New Delhi: India's pricing regulator has fined more than a dozen global and local carmakers a total of Rs25.5 billion ($420 million) after a probe found they had engaged in anti-competitive practices in the world's sixth largest auto market.
The Indian penalty follows heightened regulatory scrutiny of the auto industry in China, the world's largest auto market. Several global car and spare parts makers have been fined, or are being investigated, by China's anti-monopoly regulator, the National Development and Reform Commission.
The Competition Commission of India (CCI) said in a statement it had fined the 14 automakers after its investigation showed they were restricting access to spare parts, which in turn made them more expensive for consumers.
It listed the automakers fined as the local unit of Honda, Toyota, Volkswagen and its unit Skoda, BMW, Daimler's Mercedes-Benz, Fiat, Ford, General Motors and Nissan.

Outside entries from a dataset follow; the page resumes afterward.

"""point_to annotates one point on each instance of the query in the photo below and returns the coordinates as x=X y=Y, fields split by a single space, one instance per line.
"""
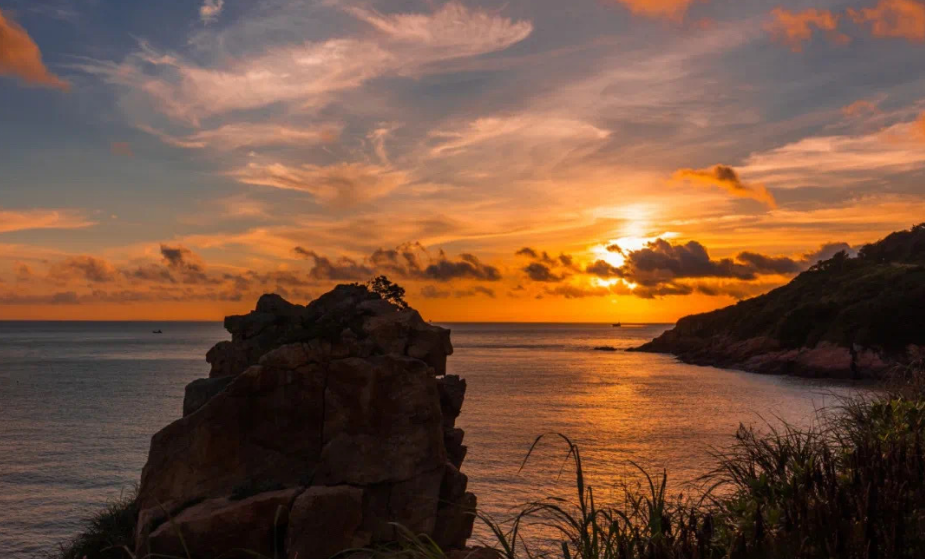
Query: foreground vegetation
x=850 y=487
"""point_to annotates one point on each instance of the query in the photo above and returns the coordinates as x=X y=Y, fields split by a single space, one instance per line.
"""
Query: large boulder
x=326 y=520
x=342 y=403
x=225 y=528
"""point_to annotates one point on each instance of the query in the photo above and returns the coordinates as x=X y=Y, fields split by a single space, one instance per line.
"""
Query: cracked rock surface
x=320 y=427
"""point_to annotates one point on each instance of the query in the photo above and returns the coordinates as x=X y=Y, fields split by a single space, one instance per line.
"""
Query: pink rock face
x=338 y=403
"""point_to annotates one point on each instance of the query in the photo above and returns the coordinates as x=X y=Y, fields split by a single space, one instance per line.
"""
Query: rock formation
x=319 y=429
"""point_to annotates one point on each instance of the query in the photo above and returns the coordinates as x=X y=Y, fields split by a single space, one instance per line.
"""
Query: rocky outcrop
x=321 y=428
x=767 y=356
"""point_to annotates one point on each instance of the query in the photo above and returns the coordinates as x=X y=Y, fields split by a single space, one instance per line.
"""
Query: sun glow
x=614 y=251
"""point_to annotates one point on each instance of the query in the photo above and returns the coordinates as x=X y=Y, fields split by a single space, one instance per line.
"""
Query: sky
x=518 y=160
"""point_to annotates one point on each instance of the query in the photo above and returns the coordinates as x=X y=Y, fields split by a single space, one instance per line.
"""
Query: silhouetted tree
x=389 y=291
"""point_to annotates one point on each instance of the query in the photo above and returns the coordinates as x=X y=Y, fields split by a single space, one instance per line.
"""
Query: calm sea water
x=80 y=401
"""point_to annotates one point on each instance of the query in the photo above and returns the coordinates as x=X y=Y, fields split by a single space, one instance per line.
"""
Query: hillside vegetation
x=874 y=301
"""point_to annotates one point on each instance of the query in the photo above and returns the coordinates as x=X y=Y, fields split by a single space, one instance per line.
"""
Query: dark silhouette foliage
x=391 y=292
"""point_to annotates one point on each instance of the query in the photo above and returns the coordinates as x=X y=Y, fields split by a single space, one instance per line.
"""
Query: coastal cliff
x=321 y=428
x=846 y=317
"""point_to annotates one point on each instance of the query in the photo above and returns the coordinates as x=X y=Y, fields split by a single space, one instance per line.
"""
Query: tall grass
x=852 y=486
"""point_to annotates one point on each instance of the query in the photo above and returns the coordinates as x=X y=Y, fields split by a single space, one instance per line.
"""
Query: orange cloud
x=904 y=19
x=20 y=57
x=725 y=177
x=670 y=9
x=795 y=28
x=24 y=220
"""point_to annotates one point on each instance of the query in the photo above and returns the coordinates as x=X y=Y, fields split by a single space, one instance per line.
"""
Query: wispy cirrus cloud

Local carmaker Tata Motors was handed the highest penalty of Rs13.46 billion. The other Indian
carmakers fined were Maruti Suzuki, Hindustan Motors and Mahindra & Mahindra. The fine, equivalent to two per cent of the carmakers' three-year average India revenue, is payable within 60 days, the regulator said.
"The anti-competitive conduct... has restricted the expansion of spare parts and independent repairers
segment of the economy to its full potential, at the cost of the consumers, service providers and dealers," it said in the statement.
In a statement, Ford's India unit said it was reviewing the order and its implications, adding that the company had been working to enhance the availability of parts. A Tata Motors spokeswoman also said the company would study the CCI order before making any comment.
Mahindra & Mahindra said it planned to appeal the watchdog's order. A Honda executive in India was not available for a comment, while a Maruti spokesman declined to comment. The India representatives of the other carmakers did not immediately respond to request for comment.
The CCI said it had launched its investigation in 2011 after receiving information that spare parts made by some companies in India were not freely available in the market, resulting in higher prices for the parts and repair and maintenance services.
It said it had asked the carmakers to rectify their anti-competitive behaviour, which it said impacted 20 million customers.